Jack Dawkins, better known as the Artful Dodger, is a character in the Charles Dickens novel ''Oliver Twist''. Dodger is a pickpocket, so called for his skill and cunning in that respect. He is the leader of the gang of child criminals, trained by the elderly Fagin.
==In the novel==
He becomes Oliver's closest friend (although he betrays him when Oliver is mistakenly caught) and he tries to make him a pickpocket, but soon realizes that Oliver won't succeed, and feels sorry for him, saying "What a pity it is he isn't a prig!" He also has a close relationship with Charley Bates. The Artful Dodger is characterized as a child who acts like an adult. He is described as wearing adult clothes which are much too large for him. Like an adult, he seldom gives in to childish urges.
The Artful, meantime, who was of a rather saturnine disposition, and seldom gave way to merriment when it interfered with business, rifled Oliver's pockets with steady assiduity.

Ultimately the Dodger is caught with a stolen silver snuff box and presumably sent to a penal colony in Australia (only alluded to in the novel). The absurdity of the master pickpocket being caught over something so small is remarked upon in the book.
They've found the gentleman as owns the box; two or three more's a coming to 'dentify him; and the Artful's booked for a passage out,' replied Master Bates. 'I must have a full suit of mourning, Fagin, and a hatband, to wisit him in, afore he sets out upon his travels. To think of Jack Dawkins—lummy Jack—the Dodger—the Artful Dodger—going abroad for a common twopenny-halfpenny sneeze-box! I never thought he'd a done it under a gold watch, chain, and seals, at the lowest. Oh, why didn't he rob some rich old gentleman of all his walables, and go out as a gentleman, and not like a common prig, without no honour nor glory!

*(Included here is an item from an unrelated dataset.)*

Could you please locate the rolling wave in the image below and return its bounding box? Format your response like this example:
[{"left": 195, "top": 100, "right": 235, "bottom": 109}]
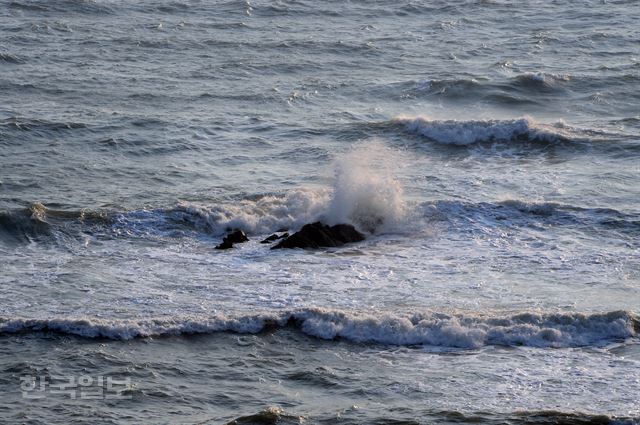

The Dodger chooses to consider himself a "victim of society," roaring in the courtroom, "I am an Englishman; where are my privileges?" The judge has little patience with the Dodger's posturing, and orders him out of the courtroom immediately after the jury convicts him of the theft. Dickens describes him this way:
With these last words, the Dodger suffered himself to be led off by the collar, threatening, till he got into the yard, to make a parliamentary business of it, and then grinning in the officer's face, with great glee and self-approval.

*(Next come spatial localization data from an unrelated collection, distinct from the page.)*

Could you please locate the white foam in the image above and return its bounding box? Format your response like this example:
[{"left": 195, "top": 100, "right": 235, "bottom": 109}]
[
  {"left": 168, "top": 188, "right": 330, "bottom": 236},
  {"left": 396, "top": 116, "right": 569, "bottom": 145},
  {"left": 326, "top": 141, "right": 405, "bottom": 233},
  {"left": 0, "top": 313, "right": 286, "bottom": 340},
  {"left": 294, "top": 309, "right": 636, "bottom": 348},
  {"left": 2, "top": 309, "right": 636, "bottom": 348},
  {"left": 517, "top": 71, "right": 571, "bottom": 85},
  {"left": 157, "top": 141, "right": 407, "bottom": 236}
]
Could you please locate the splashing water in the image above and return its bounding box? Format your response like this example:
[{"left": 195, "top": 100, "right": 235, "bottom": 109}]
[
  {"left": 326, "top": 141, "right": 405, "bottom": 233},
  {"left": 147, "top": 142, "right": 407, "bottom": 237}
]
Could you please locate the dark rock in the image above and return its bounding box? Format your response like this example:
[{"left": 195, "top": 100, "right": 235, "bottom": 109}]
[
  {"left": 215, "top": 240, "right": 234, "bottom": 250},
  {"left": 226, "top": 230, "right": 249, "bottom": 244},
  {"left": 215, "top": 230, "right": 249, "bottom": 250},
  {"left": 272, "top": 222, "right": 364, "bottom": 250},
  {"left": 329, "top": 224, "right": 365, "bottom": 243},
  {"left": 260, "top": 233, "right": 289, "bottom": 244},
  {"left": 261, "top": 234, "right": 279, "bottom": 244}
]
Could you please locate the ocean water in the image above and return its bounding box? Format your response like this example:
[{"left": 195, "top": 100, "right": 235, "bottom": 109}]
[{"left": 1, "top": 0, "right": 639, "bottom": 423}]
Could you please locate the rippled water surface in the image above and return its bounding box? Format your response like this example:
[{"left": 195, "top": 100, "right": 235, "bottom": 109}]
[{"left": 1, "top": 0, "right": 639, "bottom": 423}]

He was a snub-nosed, flat-browed, common-faced boy enough; and as dirty a juvenile as one would wish to see; but he had about him all the airs and manners of a man. He was short of his age: with rather bow-legs, and little, sharp, ugly eyes. His hat was stuck on the top of his head so lightly, that it threatened to fall off every moment--and would have done so, very often, if the wearer had not had a knack of every now and then giving his head a sudden twitch, which brought it back to its old place again. He wore a man's coat, which reached nearly to his heels. He had turned the cuffs back, half-way up his arm, to get his hands out of the sleeves: apparently with the ultimate view of thrusting them into the pockets of his corduroy trousers; for there he kept them. He was, altogether, as roystering and swaggering a young gentleman as ever stood four feet six, or something less, in the bluchers.

Dickens had first used a similar term in his previous novel, ''The Pickwick Papers''. At the close of Chapter 16, Sam Weller refers to the recent schemes of Mr. Jingle: "Reg'lar do, sir; artful dodge."
The Artful Dodger, though a pickpocket, is not a heartless character. He has a great respect for Fagin, to whom he delivers all of the pickpocketing spoils without question.